October 20, 2011

My New Life: At the School of Mary

Saying 'yes' with Mary 
When I arrive in Bangkok in a few days, it will have been 9 months- nearly to the day- since my miniature annunciation last January. Only instead of an angel proclaiming "Hail, full of grace, the Lord is with you... you will conceive and give birth to a son, and you are to call him Jesus", there was Sr. Regine on the phone revealing in her charming French accent, "Hi Natalie? So... actually... if you give your yes, you'll be going much... further... than we had discussed. We would like to send you to.... umm... BangkokThailand." And I'm 100% certain I didn't respond with anything resembling "Behold, the handmaid of the Lord; be it unto me according to thy word." I think it was actually closer to "[nervous laughter]... Really?... [more nervous laughter]... Yeah, can you explain that to me a little bit?" Teach me your ways, Mary. I've got a ways to go. Needless to say I did, indeed, end up 'giving my yes' that night- a small yes enabled by and tied up in Mary's surrender to God's plan. Though my fiat will not bring forth a child, it will bring forth unique and abundant new life; it's how God's calling me to bring Christ into the world right now. And my response 9 months ago will only continue to be a yes insofar as I continue to surrender to God and choose love in every moment. To make my very life, like Mary's, a yes.

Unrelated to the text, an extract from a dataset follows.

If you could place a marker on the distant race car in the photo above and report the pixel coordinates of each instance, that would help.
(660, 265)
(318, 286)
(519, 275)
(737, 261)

Canoeing with Sr. Regine, my favorite messenger of good news, at the International Center for a Culture of Compassion during my orientation in New York
Waiting with Mary
I'd be lying if I said this long wait to begin my life with Heart's Home hasn't been painful. Besides the excitement and anticipation of the new, there's also the fear of the unknown. Will I be able to learn this crazy language? Really be myself? Be of any true consolation to anyone? Weather the loneliness? It's made me really wonder how Mary felt as she waited for Jesus' birth. What was her advent like? I mean, she knew she was saying yes to God, and she probably had some ideas about what that might look like concretely, but there was certainly more unknown than known at that point. What were her conversations with God like as she waited and longed those nine months? What did it mean for her to treasure all those things she didn't know or understand in her heart? While she's teaching me how to say 'yes', I pray she'll also teach me how to wait with hope and patient trust.

Living humbly with Mary
By and large, life in my community in Bangkok will be a humble, simple one- with much more mundane than spectacular. We'll shop, cook, clean, bathe, and dress as our neighbors do, as we try to authentically enter into and share life with them. Like Mary's mostly hidden life in Nazareth, ours will be one of prayer and simplicity, doing many small things with great love and trusting the fruit they bear.